By the DC Fire & Security engineering team — installing and maintaining fire and security systems since 2010. Updated June 2026.
A fire evacuation plan states, in plain language: how fire is raised and recognised, who does what (wardens, assembly controller, caller of 999), every escape route and final exit, the assembly point, arrangements for anyone needing assistance (PEEPs), equipment shutdowns, and how the plan is practised. One side of A4 displayed as fire action notices, backed by a fuller written version — proven by drills.
A generic 'assist visitors with disabilities' line is not a plan. Anyone — staff or regular visitor — who cannot evacuate unaided needs a Personal Emergency Evacuation Plan: named persons, the actual route, the refuge and communication arrangement if stairs are involved, equipment (evac chair) and who's trained on it, tested in drills. Temporary PEEPs cover the broken-leg fortnight.
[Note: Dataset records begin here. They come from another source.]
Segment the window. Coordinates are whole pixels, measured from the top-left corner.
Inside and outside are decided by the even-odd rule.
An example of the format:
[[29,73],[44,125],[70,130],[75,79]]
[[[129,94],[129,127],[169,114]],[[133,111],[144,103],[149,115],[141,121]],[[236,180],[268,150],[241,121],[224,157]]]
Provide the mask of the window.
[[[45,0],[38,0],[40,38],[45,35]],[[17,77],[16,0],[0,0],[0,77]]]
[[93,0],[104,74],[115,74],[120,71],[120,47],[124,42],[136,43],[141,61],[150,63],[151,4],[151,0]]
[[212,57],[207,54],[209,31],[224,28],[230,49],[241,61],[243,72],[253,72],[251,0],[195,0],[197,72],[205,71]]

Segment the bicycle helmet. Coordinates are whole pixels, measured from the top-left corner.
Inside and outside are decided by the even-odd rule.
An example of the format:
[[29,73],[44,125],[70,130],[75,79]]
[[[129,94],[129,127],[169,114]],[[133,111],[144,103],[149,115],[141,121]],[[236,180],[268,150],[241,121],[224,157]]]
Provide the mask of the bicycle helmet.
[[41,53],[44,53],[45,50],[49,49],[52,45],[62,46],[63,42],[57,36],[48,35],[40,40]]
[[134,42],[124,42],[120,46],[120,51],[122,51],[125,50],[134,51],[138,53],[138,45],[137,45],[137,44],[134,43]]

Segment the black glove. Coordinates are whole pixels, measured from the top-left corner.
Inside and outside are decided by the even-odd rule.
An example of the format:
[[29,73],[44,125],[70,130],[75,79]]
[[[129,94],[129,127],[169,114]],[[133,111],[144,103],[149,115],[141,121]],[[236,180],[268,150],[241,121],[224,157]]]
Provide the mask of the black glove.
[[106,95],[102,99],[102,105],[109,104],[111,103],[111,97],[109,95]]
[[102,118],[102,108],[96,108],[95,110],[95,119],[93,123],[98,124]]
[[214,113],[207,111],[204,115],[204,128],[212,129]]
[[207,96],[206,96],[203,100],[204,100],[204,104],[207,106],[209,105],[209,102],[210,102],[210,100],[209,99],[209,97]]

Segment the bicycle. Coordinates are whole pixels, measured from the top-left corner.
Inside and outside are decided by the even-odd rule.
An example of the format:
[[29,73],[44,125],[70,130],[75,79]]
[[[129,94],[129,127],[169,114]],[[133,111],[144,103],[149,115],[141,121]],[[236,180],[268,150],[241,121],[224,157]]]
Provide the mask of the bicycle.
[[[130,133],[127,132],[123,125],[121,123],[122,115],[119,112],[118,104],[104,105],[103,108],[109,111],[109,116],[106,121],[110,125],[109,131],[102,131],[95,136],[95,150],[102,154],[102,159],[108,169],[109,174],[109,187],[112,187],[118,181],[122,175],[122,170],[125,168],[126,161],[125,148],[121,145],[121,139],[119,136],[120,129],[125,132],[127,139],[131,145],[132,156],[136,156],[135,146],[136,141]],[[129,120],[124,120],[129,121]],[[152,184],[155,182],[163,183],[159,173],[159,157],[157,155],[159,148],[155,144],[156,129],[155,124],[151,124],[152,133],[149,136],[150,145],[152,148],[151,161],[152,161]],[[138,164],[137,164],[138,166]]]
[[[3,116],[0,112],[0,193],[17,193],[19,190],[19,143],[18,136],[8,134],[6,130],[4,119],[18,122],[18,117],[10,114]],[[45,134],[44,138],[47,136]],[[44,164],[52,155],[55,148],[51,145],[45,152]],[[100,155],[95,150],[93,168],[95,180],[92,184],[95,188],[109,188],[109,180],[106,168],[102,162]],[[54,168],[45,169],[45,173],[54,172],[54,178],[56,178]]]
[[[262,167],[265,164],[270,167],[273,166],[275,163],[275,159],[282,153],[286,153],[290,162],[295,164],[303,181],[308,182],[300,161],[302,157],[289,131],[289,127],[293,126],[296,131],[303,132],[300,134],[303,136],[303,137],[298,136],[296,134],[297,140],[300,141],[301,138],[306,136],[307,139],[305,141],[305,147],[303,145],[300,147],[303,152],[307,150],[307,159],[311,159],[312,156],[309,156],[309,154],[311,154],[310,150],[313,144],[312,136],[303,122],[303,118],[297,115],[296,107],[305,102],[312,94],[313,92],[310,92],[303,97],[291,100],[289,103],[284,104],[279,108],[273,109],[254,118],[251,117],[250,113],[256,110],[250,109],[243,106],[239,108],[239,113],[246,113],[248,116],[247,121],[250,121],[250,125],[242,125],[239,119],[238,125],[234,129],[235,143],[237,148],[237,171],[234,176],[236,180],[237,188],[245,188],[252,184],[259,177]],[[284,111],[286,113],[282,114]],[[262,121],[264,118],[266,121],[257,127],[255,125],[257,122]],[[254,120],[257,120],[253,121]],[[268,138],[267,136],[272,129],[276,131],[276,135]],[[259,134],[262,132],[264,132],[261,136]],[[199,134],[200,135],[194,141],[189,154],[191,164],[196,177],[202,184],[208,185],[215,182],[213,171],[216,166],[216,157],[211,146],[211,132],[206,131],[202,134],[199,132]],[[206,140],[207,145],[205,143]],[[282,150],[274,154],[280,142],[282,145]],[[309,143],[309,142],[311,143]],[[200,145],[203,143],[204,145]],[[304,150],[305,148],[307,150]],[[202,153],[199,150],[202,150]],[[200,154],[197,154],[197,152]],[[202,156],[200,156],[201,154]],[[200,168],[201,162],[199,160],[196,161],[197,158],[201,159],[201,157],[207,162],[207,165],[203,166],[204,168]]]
In multi-occupied and residential settings the equivalent conversation is live regulatory territory — for workplaces, it's simply expected, and drills that never include the PEEP are theatre.
An annual recorded drill is the minimum for most workplaces; the useful ones are unannounced to most staff, timed, observed by wardens with notes, and debriefed: Which routes bottlenecked? Who propped the door? Did the sweep miss the server room? Was the roll-call answerable in two minutes? Findings amend the plan and the next toolbox talk. The drill record — date, time-to-clear, issues, actions — completes the loop inspectors look for: plan, training, practice, improvement.